A professora Regimarina Reis comentou sobre o curso: “Desenvolvemos o curso partindo da evidência inquestionável de que a população negra é desproporcionalmente afetada pelas desigualdades sociais no Brasil”.

Letícia Batista, coordenadora adjunta do curso, destaca que “o racismo é uma produção social e sua ação impacta também o SUS, reproduzindo iniquidades em saúde”. A pesquisadora reforça que a capacitação não busca apenas reconhecer o racismo, mas fortalecer a produção de ações antirracistas no âmbito das políticas voltadas para a saúde.

A formação é a primeira desenvolvida no âmbito do edital Inova Educação – Recursos Educacionais Abertos, iniciativa da Fiocruz.

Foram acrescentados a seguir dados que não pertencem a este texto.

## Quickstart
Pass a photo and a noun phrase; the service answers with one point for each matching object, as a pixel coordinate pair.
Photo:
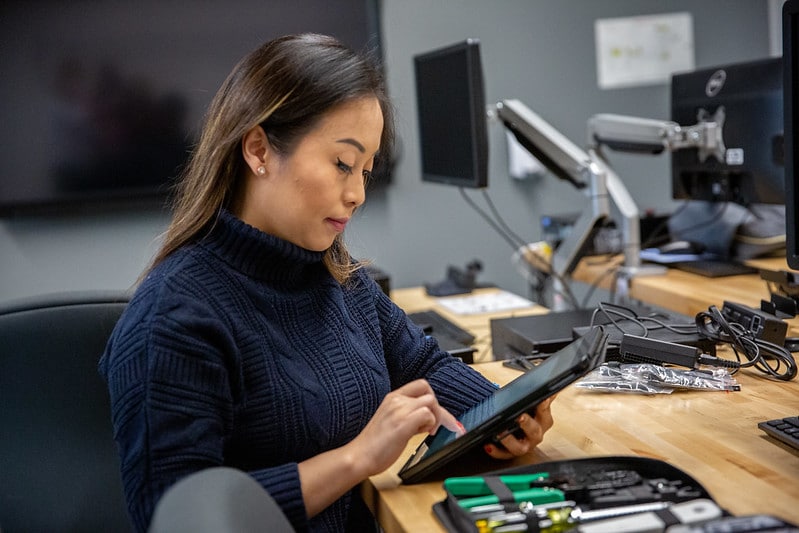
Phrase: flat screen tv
(101, 100)
(747, 100)
(452, 115)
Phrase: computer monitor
(452, 115)
(746, 99)
(790, 57)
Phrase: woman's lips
(338, 223)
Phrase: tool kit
(593, 495)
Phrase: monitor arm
(585, 170)
(644, 135)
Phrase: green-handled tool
(477, 486)
(536, 496)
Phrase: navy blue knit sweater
(242, 350)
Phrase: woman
(254, 340)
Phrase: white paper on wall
(643, 50)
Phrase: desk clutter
(756, 338)
(591, 495)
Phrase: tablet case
(498, 412)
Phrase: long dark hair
(286, 85)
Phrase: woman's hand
(533, 429)
(404, 412)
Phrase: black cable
(609, 310)
(765, 356)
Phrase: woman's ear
(254, 148)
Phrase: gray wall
(539, 51)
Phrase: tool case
(589, 495)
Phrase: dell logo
(715, 83)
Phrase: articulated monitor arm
(585, 170)
(635, 134)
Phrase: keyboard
(438, 326)
(783, 429)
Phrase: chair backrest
(218, 499)
(59, 468)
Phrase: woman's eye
(344, 167)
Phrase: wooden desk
(713, 436)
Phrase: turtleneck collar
(258, 254)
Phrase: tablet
(498, 412)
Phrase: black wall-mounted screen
(452, 115)
(101, 100)
(747, 98)
(790, 58)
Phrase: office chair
(218, 499)
(59, 467)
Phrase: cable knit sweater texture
(241, 350)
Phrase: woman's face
(309, 196)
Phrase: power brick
(761, 324)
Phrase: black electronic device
(786, 430)
(499, 411)
(450, 337)
(523, 336)
(102, 101)
(452, 115)
(760, 324)
(746, 100)
(790, 57)
(714, 268)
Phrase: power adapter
(761, 324)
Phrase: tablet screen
(500, 410)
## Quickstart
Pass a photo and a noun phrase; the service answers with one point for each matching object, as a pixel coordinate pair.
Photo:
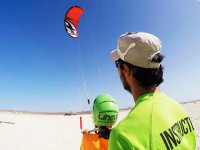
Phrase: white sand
(31, 131)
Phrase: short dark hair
(147, 77)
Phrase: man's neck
(139, 91)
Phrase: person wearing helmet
(105, 112)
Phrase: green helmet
(105, 110)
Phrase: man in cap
(156, 121)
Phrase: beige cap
(137, 48)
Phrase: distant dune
(22, 130)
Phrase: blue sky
(43, 69)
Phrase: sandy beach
(37, 131)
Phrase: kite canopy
(71, 20)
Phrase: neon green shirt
(155, 123)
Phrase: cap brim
(114, 56)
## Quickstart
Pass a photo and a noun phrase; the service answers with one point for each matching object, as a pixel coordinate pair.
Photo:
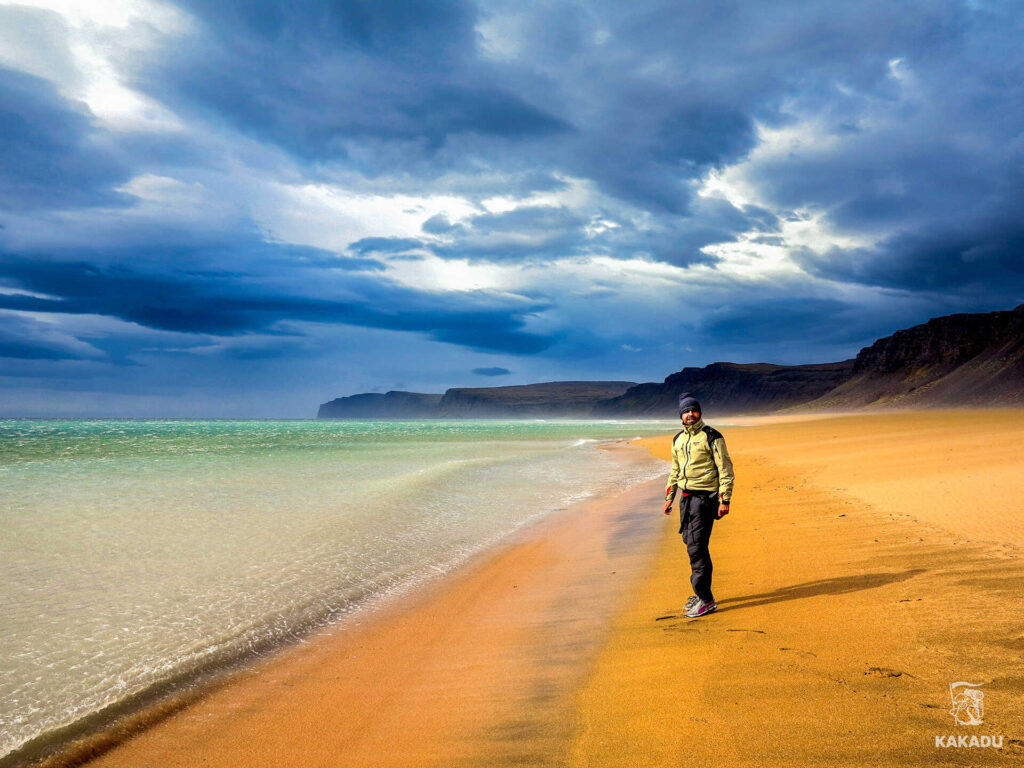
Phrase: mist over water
(137, 552)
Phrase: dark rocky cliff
(730, 388)
(957, 359)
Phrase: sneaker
(701, 608)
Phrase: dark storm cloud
(219, 302)
(50, 154)
(985, 258)
(384, 245)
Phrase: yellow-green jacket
(700, 461)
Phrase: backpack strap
(713, 434)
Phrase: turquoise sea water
(139, 552)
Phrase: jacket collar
(695, 428)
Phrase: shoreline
(88, 739)
(844, 619)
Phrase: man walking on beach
(701, 469)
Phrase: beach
(870, 561)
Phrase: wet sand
(869, 561)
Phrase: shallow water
(138, 552)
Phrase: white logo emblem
(969, 704)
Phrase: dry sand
(869, 561)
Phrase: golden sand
(868, 562)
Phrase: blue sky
(236, 209)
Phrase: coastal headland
(870, 562)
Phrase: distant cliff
(392, 404)
(957, 359)
(730, 388)
(559, 398)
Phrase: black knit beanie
(688, 402)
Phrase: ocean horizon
(138, 553)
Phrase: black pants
(697, 514)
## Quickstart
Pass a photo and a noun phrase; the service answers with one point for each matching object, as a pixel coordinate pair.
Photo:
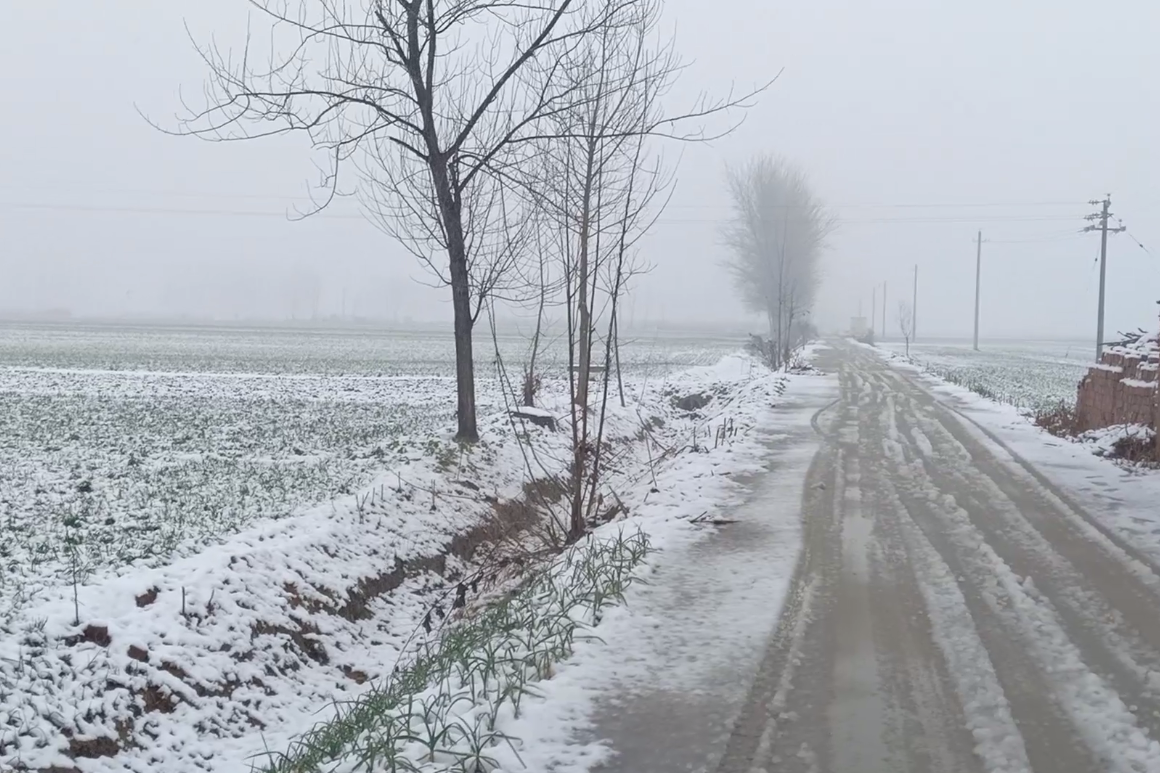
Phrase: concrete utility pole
(978, 274)
(1102, 226)
(914, 308)
(884, 311)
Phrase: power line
(1132, 237)
(332, 215)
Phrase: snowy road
(950, 612)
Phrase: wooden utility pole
(1101, 224)
(978, 275)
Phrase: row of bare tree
(509, 144)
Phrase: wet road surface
(949, 612)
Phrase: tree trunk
(461, 302)
(468, 430)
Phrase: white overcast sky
(919, 121)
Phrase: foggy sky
(920, 122)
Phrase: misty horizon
(103, 216)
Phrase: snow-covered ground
(128, 447)
(1122, 498)
(1029, 375)
(226, 651)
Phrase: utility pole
(884, 311)
(914, 306)
(1102, 228)
(978, 274)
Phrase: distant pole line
(1100, 223)
(978, 276)
(914, 306)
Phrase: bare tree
(776, 236)
(427, 100)
(602, 186)
(906, 323)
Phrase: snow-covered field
(214, 635)
(128, 446)
(1029, 375)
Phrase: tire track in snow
(1094, 707)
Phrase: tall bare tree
(776, 237)
(906, 323)
(602, 185)
(433, 101)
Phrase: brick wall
(1121, 389)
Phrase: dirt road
(950, 611)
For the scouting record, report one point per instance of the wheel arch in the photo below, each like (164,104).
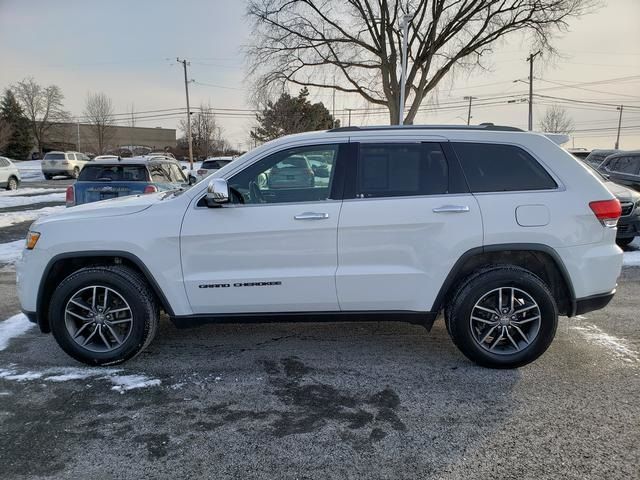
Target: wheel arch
(64,264)
(539,259)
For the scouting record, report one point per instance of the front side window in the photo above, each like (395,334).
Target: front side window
(397,170)
(501,168)
(302,174)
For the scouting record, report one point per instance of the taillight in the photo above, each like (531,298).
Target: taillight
(607,211)
(71,197)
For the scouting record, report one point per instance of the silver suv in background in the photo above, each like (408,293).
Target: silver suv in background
(68,164)
(9,174)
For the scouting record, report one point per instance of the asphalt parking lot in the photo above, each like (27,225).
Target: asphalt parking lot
(296,401)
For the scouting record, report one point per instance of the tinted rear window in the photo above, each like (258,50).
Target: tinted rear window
(114,173)
(501,168)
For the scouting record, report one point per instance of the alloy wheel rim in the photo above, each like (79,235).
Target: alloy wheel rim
(98,318)
(506,320)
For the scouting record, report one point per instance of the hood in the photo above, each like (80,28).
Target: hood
(622,193)
(106,208)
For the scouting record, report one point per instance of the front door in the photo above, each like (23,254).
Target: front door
(273,248)
(409,219)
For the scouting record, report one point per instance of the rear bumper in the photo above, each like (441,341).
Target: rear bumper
(593,302)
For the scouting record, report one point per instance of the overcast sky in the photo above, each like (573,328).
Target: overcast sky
(128,50)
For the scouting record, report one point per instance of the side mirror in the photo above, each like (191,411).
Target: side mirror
(217,193)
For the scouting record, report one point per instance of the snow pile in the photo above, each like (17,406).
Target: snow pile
(10,252)
(11,218)
(18,201)
(13,327)
(123,383)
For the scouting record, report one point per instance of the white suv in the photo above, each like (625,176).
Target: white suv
(500,229)
(63,163)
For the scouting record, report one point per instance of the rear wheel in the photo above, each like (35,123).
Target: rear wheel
(503,317)
(12,184)
(624,242)
(103,315)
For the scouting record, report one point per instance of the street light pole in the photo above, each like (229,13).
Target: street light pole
(530,60)
(186,89)
(619,126)
(403,73)
(470,98)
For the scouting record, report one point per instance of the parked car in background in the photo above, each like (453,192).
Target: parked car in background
(596,157)
(68,164)
(629,222)
(623,168)
(211,165)
(9,174)
(108,178)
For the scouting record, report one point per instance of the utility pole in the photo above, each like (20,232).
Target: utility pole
(186,89)
(619,126)
(530,60)
(403,73)
(470,98)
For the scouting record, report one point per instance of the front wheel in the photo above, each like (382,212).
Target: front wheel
(503,317)
(103,315)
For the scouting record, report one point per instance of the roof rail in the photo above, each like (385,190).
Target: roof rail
(482,126)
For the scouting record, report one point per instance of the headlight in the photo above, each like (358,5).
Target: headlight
(32,239)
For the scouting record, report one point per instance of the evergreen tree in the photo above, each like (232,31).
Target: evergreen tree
(291,115)
(21,142)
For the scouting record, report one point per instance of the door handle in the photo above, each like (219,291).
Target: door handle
(451,209)
(311,216)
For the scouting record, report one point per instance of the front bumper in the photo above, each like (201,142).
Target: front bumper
(593,302)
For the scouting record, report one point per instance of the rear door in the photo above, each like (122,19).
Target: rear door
(406,218)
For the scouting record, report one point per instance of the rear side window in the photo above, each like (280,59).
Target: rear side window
(114,173)
(501,168)
(400,170)
(628,165)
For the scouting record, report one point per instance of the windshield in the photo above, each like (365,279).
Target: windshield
(114,173)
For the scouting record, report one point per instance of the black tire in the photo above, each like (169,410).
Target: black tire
(12,183)
(132,287)
(477,287)
(624,242)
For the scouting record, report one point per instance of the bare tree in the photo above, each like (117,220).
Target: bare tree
(556,120)
(354,46)
(206,134)
(98,111)
(42,106)
(6,132)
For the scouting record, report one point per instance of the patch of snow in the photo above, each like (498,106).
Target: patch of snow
(13,327)
(123,383)
(17,201)
(615,345)
(30,191)
(11,218)
(10,252)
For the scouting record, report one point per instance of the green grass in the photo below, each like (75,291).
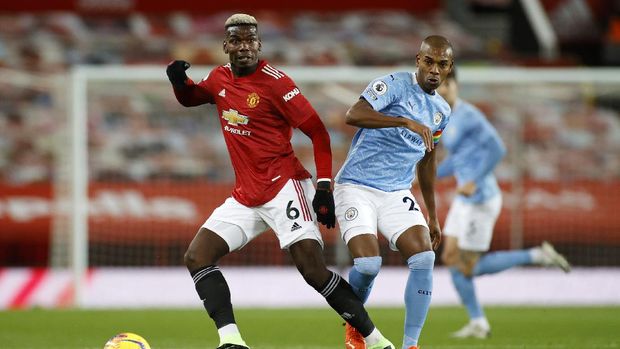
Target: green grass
(513,328)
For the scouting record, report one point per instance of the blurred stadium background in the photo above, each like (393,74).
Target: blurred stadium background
(105,178)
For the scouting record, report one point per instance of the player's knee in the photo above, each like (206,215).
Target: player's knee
(190,260)
(368,265)
(467,269)
(314,275)
(422,260)
(449,257)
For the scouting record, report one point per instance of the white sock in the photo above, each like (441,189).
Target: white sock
(228,330)
(537,255)
(482,322)
(374,337)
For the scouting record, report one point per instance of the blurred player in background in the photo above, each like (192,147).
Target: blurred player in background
(474,150)
(258,106)
(401,118)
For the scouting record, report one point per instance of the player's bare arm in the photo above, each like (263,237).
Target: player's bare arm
(361,114)
(186,91)
(323,202)
(426,170)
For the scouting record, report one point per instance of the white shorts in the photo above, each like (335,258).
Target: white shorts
(472,224)
(289,214)
(364,210)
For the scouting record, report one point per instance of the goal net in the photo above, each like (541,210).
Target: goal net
(145,172)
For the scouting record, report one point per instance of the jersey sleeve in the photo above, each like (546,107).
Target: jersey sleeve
(382,92)
(444,122)
(290,102)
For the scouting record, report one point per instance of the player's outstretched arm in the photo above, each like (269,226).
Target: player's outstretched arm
(362,115)
(426,170)
(187,92)
(323,202)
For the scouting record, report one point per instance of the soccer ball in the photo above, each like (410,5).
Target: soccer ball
(127,341)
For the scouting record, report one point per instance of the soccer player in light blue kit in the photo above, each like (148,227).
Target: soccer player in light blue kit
(400,117)
(474,150)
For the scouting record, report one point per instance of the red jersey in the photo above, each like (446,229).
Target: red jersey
(257,113)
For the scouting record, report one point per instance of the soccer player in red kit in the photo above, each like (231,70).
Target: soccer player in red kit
(258,106)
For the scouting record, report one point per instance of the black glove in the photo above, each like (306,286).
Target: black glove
(323,204)
(176,72)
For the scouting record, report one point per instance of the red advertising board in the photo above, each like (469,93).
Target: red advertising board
(579,213)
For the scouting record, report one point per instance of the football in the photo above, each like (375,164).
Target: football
(127,341)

O curso é aberto para todos os interessados pelo tema e pode ser adaptado e utilizado em outros materiais. “É nesse sentido que entendemos a importância do curso, como processo formativo introdutório, com abrangência nacional, que afirma e difunde o lugar da questão racial para compreender as relações sociais e os processos de saúde e adoecimento no país. O racismo é um obstáculo central para a realização da saúde como direito no Brasil, devendo ser enfrentado”, resume Reis.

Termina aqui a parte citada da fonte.